The belief is that sugar is bad and should be limited in our diet. However, how safe are the alternatives to sugar. After all, how can a food additive be better than what Mother Nature has provided us?
There are plenty of sweeteners in the market today. They are found in most fizzy drinks, some foods, some chewing gums labeled 'sugar free' and even some sports drinks. The most popular sweeteners on the market are Aspartame and Sucralose.
Aspartame has generated a huge amount of public controversy into the consequences of its consumption and therefore is where this article is focused.

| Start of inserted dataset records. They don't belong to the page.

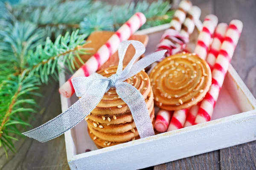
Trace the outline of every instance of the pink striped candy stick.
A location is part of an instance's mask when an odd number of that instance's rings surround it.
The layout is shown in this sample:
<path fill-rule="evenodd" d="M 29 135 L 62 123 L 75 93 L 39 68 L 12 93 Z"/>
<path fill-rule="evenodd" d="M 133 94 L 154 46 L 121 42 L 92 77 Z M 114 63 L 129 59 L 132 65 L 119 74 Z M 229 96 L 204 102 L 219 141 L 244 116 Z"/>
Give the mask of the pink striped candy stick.
<path fill-rule="evenodd" d="M 192 6 L 192 4 L 189 0 L 183 0 L 180 2 L 179 8 L 175 11 L 174 17 L 170 23 L 170 29 L 165 31 L 162 36 L 160 42 L 157 45 L 157 51 L 167 50 L 165 55 L 169 56 L 174 54 L 172 50 L 176 48 L 175 44 L 181 45 L 184 44 L 184 41 L 186 41 L 186 40 L 183 40 L 182 37 L 180 37 L 179 32 L 181 25 L 185 20 L 187 12 L 190 9 Z M 156 63 L 154 63 L 151 67 L 154 68 L 155 65 Z"/>
<path fill-rule="evenodd" d="M 211 39 L 217 24 L 218 18 L 215 15 L 209 14 L 204 18 L 203 23 L 203 29 L 198 36 L 197 44 L 194 51 L 200 58 L 204 60 L 207 58 Z M 184 127 L 191 126 L 194 123 L 199 109 L 199 105 L 200 104 L 198 104 L 193 106 L 189 109 L 184 125 Z"/>
<path fill-rule="evenodd" d="M 201 10 L 200 8 L 196 6 L 193 6 L 188 12 L 187 17 L 185 20 L 185 21 L 182 26 L 182 29 L 180 31 L 180 33 L 181 37 L 184 37 L 188 39 L 189 38 L 189 35 L 193 32 L 195 29 L 194 21 L 199 19 L 201 14 Z M 177 43 L 176 45 L 182 45 Z M 174 54 L 180 51 L 180 49 L 179 49 L 179 48 L 174 48 L 172 51 L 172 54 Z M 163 110 L 163 111 L 164 110 Z M 186 116 L 183 116 L 186 115 L 187 111 L 186 109 L 183 109 L 178 111 L 175 111 L 174 112 L 172 120 L 171 120 L 171 122 L 170 123 L 170 125 L 171 125 L 171 126 L 172 127 L 168 128 L 168 131 L 177 129 L 177 127 L 178 127 L 178 128 L 180 128 L 181 126 L 182 128 L 183 127 L 186 117 Z M 167 110 L 165 110 L 165 111 L 168 112 Z M 159 114 L 159 113 L 157 114 Z M 157 119 L 156 119 L 156 120 Z M 166 122 L 167 122 L 166 121 Z M 170 122 L 170 120 L 169 120 L 168 122 Z M 161 126 L 163 127 L 164 125 L 165 125 L 163 124 L 159 125 L 159 128 L 161 128 L 161 127 L 160 127 Z M 156 129 L 156 128 L 158 128 L 158 127 L 155 128 Z"/>
<path fill-rule="evenodd" d="M 185 20 L 186 13 L 190 10 L 192 3 L 189 0 L 183 0 L 179 4 L 179 8 L 174 13 L 173 18 L 170 23 L 170 28 L 180 31 L 181 25 Z"/>
<path fill-rule="evenodd" d="M 212 70 L 212 85 L 202 101 L 194 125 L 209 121 L 212 117 L 242 28 L 243 23 L 239 20 L 233 20 L 230 23 Z"/>
<path fill-rule="evenodd" d="M 201 9 L 197 6 L 193 6 L 188 12 L 187 17 L 183 23 L 180 34 L 186 37 L 189 36 L 195 29 L 195 21 L 199 20 L 201 15 Z"/>
<path fill-rule="evenodd" d="M 107 42 L 98 50 L 59 89 L 60 93 L 66 97 L 70 97 L 75 90 L 71 79 L 73 77 L 88 76 L 96 72 L 108 60 L 118 48 L 120 42 L 127 40 L 146 22 L 146 17 L 142 13 L 137 12 L 123 25 L 112 35 Z"/>
<path fill-rule="evenodd" d="M 169 125 L 167 131 L 169 132 L 183 128 L 188 112 L 189 109 L 182 109 L 175 111 Z"/>
<path fill-rule="evenodd" d="M 221 46 L 224 40 L 224 37 L 227 32 L 227 24 L 226 23 L 221 23 L 218 25 L 216 30 L 215 30 L 212 42 L 206 58 L 206 61 L 212 70 L 213 68 L 216 58 L 218 57 L 219 51 L 221 49 Z"/>
<path fill-rule="evenodd" d="M 205 60 L 212 37 L 218 24 L 218 18 L 212 14 L 206 16 L 203 23 L 203 30 L 198 36 L 194 52 L 201 58 Z"/>
<path fill-rule="evenodd" d="M 172 111 L 160 109 L 156 118 L 154 126 L 155 129 L 158 132 L 166 132 L 173 114 Z"/>

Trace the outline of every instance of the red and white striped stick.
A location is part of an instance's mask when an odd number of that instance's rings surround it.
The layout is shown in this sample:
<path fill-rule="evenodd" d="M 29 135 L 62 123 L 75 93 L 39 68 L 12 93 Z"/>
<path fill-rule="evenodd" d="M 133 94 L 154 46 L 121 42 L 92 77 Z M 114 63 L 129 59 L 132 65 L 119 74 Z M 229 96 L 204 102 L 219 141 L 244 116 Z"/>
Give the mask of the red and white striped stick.
<path fill-rule="evenodd" d="M 242 28 L 243 23 L 239 20 L 233 20 L 230 23 L 212 70 L 212 85 L 201 102 L 194 125 L 209 121 L 212 117 Z"/>
<path fill-rule="evenodd" d="M 146 22 L 142 13 L 137 12 L 112 35 L 107 42 L 98 50 L 59 89 L 59 93 L 66 97 L 70 97 L 75 92 L 71 81 L 73 77 L 88 76 L 96 72 L 118 48 L 120 42 L 127 40 Z"/>
<path fill-rule="evenodd" d="M 167 131 L 174 130 L 183 128 L 186 118 L 189 112 L 189 109 L 176 110 L 173 113 L 173 116 L 170 122 Z"/>
<path fill-rule="evenodd" d="M 208 15 L 204 18 L 203 29 L 198 36 L 194 51 L 200 58 L 204 60 L 207 58 L 208 49 L 211 43 L 211 39 L 218 24 L 218 20 L 217 17 L 212 14 Z M 184 127 L 193 125 L 199 109 L 199 105 L 200 104 L 198 104 L 193 106 L 189 109 L 184 125 Z"/>
<path fill-rule="evenodd" d="M 213 68 L 228 27 L 226 23 L 221 23 L 218 24 L 215 30 L 212 42 L 206 58 L 206 61 L 212 70 Z"/>
<path fill-rule="evenodd" d="M 175 11 L 174 17 L 170 23 L 170 28 L 166 30 L 162 36 L 160 42 L 156 46 L 156 51 L 167 50 L 165 55 L 169 56 L 174 53 L 173 51 L 177 48 L 177 45 L 181 47 L 184 43 L 188 42 L 188 39 L 180 35 L 179 32 L 182 24 L 185 20 L 187 12 L 190 10 L 192 6 L 192 4 L 189 0 L 183 0 L 180 2 L 179 8 Z M 151 68 L 154 68 L 155 65 L 156 63 L 154 63 L 151 65 Z"/>
<path fill-rule="evenodd" d="M 218 18 L 212 14 L 206 16 L 203 23 L 203 30 L 198 36 L 194 51 L 202 59 L 206 59 L 211 39 L 217 24 Z"/>
<path fill-rule="evenodd" d="M 186 13 L 190 10 L 192 3 L 188 0 L 182 0 L 179 4 L 179 8 L 174 13 L 173 18 L 170 23 L 170 28 L 180 31 L 181 25 L 186 18 Z"/>
<path fill-rule="evenodd" d="M 201 15 L 201 9 L 197 6 L 193 6 L 188 12 L 187 17 L 182 25 L 180 35 L 188 38 L 189 38 L 195 29 L 195 21 L 199 20 L 200 15 Z"/>
<path fill-rule="evenodd" d="M 158 132 L 166 132 L 173 114 L 173 112 L 160 109 L 156 118 L 154 126 L 155 129 Z"/>

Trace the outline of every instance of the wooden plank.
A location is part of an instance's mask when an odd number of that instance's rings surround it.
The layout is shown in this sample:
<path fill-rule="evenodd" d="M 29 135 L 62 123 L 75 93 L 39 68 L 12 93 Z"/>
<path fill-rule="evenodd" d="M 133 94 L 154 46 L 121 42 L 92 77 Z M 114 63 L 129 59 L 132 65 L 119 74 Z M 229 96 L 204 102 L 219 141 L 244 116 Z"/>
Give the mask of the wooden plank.
<path fill-rule="evenodd" d="M 38 101 L 41 108 L 45 110 L 35 115 L 36 120 L 31 122 L 33 127 L 45 123 L 61 113 L 58 88 L 57 82 L 43 86 L 42 93 L 45 96 Z M 5 154 L 0 155 L 1 169 L 69 169 L 64 135 L 43 143 L 25 137 L 15 146 L 18 150 L 16 154 L 10 153 L 8 159 Z"/>
<path fill-rule="evenodd" d="M 256 96 L 256 2 L 248 0 L 226 0 L 215 2 L 215 13 L 219 22 L 228 23 L 233 19 L 241 20 L 244 28 L 231 63 L 243 80 Z M 227 7 L 228 6 L 228 10 Z M 256 142 L 220 150 L 220 165 L 223 169 L 255 169 Z"/>

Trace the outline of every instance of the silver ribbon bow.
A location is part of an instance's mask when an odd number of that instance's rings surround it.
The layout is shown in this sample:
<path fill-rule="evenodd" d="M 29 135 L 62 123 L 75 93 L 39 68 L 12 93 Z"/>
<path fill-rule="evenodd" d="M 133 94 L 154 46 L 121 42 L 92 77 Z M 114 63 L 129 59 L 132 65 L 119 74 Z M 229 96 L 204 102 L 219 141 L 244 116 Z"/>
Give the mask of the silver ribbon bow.
<path fill-rule="evenodd" d="M 123 70 L 122 62 L 127 48 L 132 44 L 135 54 Z M 141 138 L 154 135 L 148 110 L 140 92 L 129 84 L 123 82 L 162 58 L 166 50 L 149 54 L 134 64 L 145 51 L 137 41 L 123 41 L 118 48 L 119 63 L 116 74 L 108 78 L 94 73 L 89 77 L 75 77 L 71 80 L 76 96 L 81 97 L 65 112 L 44 125 L 23 134 L 41 142 L 55 138 L 71 129 L 84 119 L 96 107 L 105 93 L 115 88 L 116 93 L 129 107 Z"/>

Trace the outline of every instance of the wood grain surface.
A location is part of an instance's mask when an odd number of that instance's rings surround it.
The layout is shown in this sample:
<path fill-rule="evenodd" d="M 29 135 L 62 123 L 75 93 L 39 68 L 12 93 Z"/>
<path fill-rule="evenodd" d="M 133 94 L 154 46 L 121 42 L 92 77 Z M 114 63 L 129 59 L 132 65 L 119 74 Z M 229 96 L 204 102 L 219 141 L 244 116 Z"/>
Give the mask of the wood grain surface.
<path fill-rule="evenodd" d="M 231 63 L 254 96 L 256 96 L 256 34 L 254 33 L 256 28 L 256 1 L 191 1 L 194 5 L 198 6 L 201 9 L 201 20 L 207 14 L 211 13 L 217 15 L 219 22 L 228 23 L 234 19 L 243 22 L 244 29 Z M 110 1 L 112 3 L 120 4 L 125 1 Z M 138 0 L 134 1 L 137 2 Z M 177 1 L 175 1 L 177 3 Z M 38 100 L 42 110 L 35 115 L 35 120 L 31 121 L 33 127 L 42 125 L 61 112 L 58 88 L 57 83 L 42 87 L 41 90 L 44 97 Z M 0 149 L 0 169 L 69 169 L 64 135 L 44 143 L 24 138 L 17 142 L 15 145 L 17 153 L 14 154 L 10 152 L 8 159 L 6 158 L 3 150 Z M 256 169 L 255 150 L 256 142 L 253 142 L 146 169 Z"/>

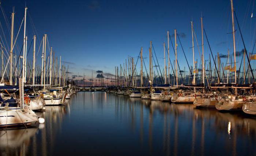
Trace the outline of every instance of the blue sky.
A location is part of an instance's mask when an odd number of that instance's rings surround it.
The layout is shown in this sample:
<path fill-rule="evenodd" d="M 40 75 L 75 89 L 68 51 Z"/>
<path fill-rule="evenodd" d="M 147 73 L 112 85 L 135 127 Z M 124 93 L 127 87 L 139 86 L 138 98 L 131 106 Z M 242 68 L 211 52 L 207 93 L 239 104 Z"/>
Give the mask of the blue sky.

Aspartame has resulted in more complaints than any other food additive in history. Aspartame consists of 3 substances. Aspartame is 40% Aspartic acid, 50% Phenylalanine and 10% Methanol. This mixture is toxic to the neurological system of the human body.
Aspartic acid and Phenylalanine are amino acids and because of this, it is argued that they have no adverse affects on the body. However, without the other amino acids found in protein, the molecular structure is different and therefore we have a different substance. This can cause a blood plasma spike affecting neurotransmitter production and potentially be neurotoxic.
Methanol, when exposed to heats greater then 86 degrees Fahrenheit breaks down and becomes formaldehyde, a deadly toxin. The temperature of the human body easily exceeds 86 degrees Fahrenheit. As formaldehyde begins to build up in the brain the effects can be severe.
The effects of such poisoning include headaches, migraines, memory loss, heart palpitations, lack of concentration, sleep deprivation, brain tumors and depression. Also all artificial sweeteners have been found to stimulate appetite, which is not good news for those of us trying to lose weight.
Begin to check labels especially those of products listed 'sugar free'. If it's sugar free it contains sweetener. The first step to avoiding aspartame from your diet should be to limit fizzy drink consumption.
The news on today's sugar replacements leaves a sour taste in the mouth. Our bodies need and want sugar. It's the quantity and quality that we eat that determines its effects on us.